Data Mining. Probably the most overused and abused term in modern computing. Not really. But it’s overused an awful lot, and very few people understand what data mining really is. Data mining is not comparable to anything we’ve looked at so far.
With OLTP queries, we’re answering a very specific question – for instance, how many units of a given product were sold, by territory, for the last year. OLAP (Analysis Services) makes this sort of querying significantly more accessible by presenting the dataset to a business user in a format that they can easily consume. Said business user can then pivot and slice the data any way they wish. This is great, but it still relies on said user actually knowing what they’re looking for. What happens when we’re looking for an answer to a more open-ended question? For example, let’s say that you’re “mining” a dataset containing retail purchase information. Using OLAP or OLTP, you can ask “how many copies of Guitar Hero were sold, by country, over the last 12 months?”, and you’d find out. But if you wanted to answer the question….who buys the most Guitar Hero…not just by region….but by every demographic that we collect – well, that’s where data mining kicks in. You see, data mining employs algorithms to find patterns in your data. Using one particular data mining algorithm (called a clustering model), you can indeed find out that 42 year old men from Wisconsin play way, way too much Guitar Hero.

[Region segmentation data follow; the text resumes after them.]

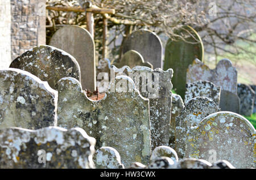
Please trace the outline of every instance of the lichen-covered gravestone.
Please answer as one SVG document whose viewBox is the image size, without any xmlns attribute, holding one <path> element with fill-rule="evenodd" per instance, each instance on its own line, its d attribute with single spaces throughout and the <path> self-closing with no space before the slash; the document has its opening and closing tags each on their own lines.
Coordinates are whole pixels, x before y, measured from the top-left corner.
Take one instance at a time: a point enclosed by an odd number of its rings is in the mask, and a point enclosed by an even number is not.
<svg viewBox="0 0 256 180">
<path fill-rule="evenodd" d="M 241 114 L 250 116 L 253 114 L 255 93 L 250 85 L 238 84 L 237 95 L 240 98 Z"/>
<path fill-rule="evenodd" d="M 0 129 L 0 168 L 94 168 L 94 138 L 80 128 Z"/>
<path fill-rule="evenodd" d="M 21 70 L 0 70 L 0 127 L 55 126 L 57 101 L 47 82 Z"/>
<path fill-rule="evenodd" d="M 200 36 L 190 26 L 183 27 L 176 34 L 187 42 L 181 38 L 174 41 L 169 39 L 165 49 L 164 70 L 174 70 L 174 88 L 184 98 L 187 68 L 195 58 L 204 61 L 204 46 Z"/>
<path fill-rule="evenodd" d="M 131 84 L 132 91 L 120 91 L 123 83 Z M 136 161 L 147 164 L 151 155 L 148 100 L 141 96 L 127 76 L 115 77 L 114 84 L 115 92 L 108 92 L 103 99 L 94 101 L 75 79 L 60 80 L 58 126 L 82 127 L 96 139 L 97 148 L 115 149 L 125 167 Z"/>
<path fill-rule="evenodd" d="M 77 61 L 83 89 L 96 90 L 95 45 L 86 29 L 78 25 L 65 25 L 54 33 L 49 45 L 65 51 Z"/>
<path fill-rule="evenodd" d="M 185 94 L 185 103 L 196 97 L 205 97 L 220 105 L 220 87 L 206 80 L 197 80 L 187 84 Z"/>
<path fill-rule="evenodd" d="M 175 118 L 184 108 L 183 101 L 180 95 L 172 94 L 171 123 L 170 126 L 169 146 L 175 148 Z"/>
<path fill-rule="evenodd" d="M 154 32 L 146 29 L 133 32 L 124 42 L 122 54 L 130 50 L 138 52 L 154 68 L 163 68 L 163 46 Z"/>
<path fill-rule="evenodd" d="M 136 66 L 153 68 L 153 66 L 150 63 L 144 62 L 142 55 L 134 50 L 130 50 L 125 53 L 122 57 L 120 62 L 115 64 L 115 66 L 118 68 L 121 68 L 124 66 L 127 66 L 130 68 L 133 68 Z"/>
<path fill-rule="evenodd" d="M 110 147 L 102 147 L 93 155 L 96 169 L 123 169 L 121 157 L 117 150 Z"/>
<path fill-rule="evenodd" d="M 175 151 L 179 158 L 185 157 L 188 131 L 193 129 L 207 115 L 218 111 L 216 104 L 207 97 L 195 97 L 185 105 L 175 119 Z"/>
<path fill-rule="evenodd" d="M 30 72 L 43 81 L 47 81 L 52 88 L 59 80 L 72 77 L 81 81 L 80 68 L 71 55 L 55 47 L 35 46 L 13 61 L 10 67 Z"/>
<path fill-rule="evenodd" d="M 255 133 L 250 122 L 238 114 L 210 114 L 188 132 L 186 157 L 225 160 L 237 168 L 255 168 Z"/>
</svg>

Data mining involves a number of different types of mining models (to mine for different sorts of patterns), and the Self-Paced Training Kit (see the rest of the posts in this series if you don’t know what I’m talking about) does a great job of introducing them. You go through the process of creating and training models, and then you use the data mining viewers built into BIDS to explore the patterns that your mining models generated. The authors show you how to measure the accuracy of your mining models, and how to select the best model for a given application.

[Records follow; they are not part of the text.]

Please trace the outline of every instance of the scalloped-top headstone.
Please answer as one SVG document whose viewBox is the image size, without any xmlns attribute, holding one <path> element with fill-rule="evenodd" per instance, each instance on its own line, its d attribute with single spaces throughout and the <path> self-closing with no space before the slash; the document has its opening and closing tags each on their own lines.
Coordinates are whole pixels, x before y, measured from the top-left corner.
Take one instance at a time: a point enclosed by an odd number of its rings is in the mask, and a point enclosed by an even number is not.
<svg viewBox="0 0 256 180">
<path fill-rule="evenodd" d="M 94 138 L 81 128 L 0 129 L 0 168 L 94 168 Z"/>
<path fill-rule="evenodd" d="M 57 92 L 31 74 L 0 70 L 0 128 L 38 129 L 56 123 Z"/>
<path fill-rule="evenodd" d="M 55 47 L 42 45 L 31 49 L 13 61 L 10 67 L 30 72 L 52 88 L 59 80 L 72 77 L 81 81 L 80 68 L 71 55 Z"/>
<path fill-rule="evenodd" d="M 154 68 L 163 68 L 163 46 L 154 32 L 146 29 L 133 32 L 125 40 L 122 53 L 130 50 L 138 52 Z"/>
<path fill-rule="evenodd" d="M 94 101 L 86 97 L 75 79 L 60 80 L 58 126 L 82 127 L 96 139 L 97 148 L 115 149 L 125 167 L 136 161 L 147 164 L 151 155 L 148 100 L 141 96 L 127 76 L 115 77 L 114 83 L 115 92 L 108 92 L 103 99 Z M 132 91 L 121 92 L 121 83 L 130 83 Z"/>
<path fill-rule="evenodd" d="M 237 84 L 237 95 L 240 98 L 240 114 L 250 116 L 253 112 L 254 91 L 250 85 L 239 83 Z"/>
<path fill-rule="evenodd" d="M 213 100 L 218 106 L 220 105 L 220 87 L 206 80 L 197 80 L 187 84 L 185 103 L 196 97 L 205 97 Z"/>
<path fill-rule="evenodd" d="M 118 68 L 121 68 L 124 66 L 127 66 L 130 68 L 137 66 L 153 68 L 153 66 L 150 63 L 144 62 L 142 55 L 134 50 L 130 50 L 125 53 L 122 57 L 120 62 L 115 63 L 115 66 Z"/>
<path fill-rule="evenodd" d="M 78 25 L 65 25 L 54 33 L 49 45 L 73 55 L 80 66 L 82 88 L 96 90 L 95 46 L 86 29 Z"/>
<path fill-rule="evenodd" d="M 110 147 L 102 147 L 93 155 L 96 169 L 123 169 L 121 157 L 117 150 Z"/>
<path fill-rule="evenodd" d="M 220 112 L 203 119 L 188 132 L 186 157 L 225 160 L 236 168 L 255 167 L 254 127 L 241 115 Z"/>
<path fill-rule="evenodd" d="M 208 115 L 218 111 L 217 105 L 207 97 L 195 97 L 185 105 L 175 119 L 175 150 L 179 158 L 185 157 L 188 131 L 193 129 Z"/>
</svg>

More than any other chapter in this book, I found the data mining one – to be brief and a little melodramatic – riveting. Truly extracting value from the data we work so hard to collect and maintain is like Christmas for database geeks. More and more businesses are realizing that employing Business Intelligence is required to survive and thrive in today’s world – as a database professional, it’s in your best interests to be able to hold your own in a discussion on the subject.
As with any technology, you don’t implement Data Mining “just because you can”. Unless you work in a retail or online sales environment, you may find it hard to apply some of the mining techniques you learn in this lesson to solve problems in the industry that you work in. If this is the spot that you find yourself in (as I have), I recommend you pick up a copy of Smart Business Intelligence Solutions with Microsoft SQL Server 2008.
I’ll post a review for that book at a later date, but in a nutshell it takes you through the process of designing and building real-life BI solutions using the SQL Server BI toolset. Even with this book, you may not find an application for data mining in your environment – and that’s OK. Being familiar with data mining and the types of conclusions that can be drawn using mining algorithms means that you’ll have an ace up your sleeve when the right situation comes along. Such situations can crop up in the oddest of places – for instance, check out SQL MVP Brent Ozar’s excellent post on Mining Perfmon Output using Excel and Analysis Tools for the Cloud.
That’s all for this time. The next (and final) post in this series will be on SSRS. See you soon!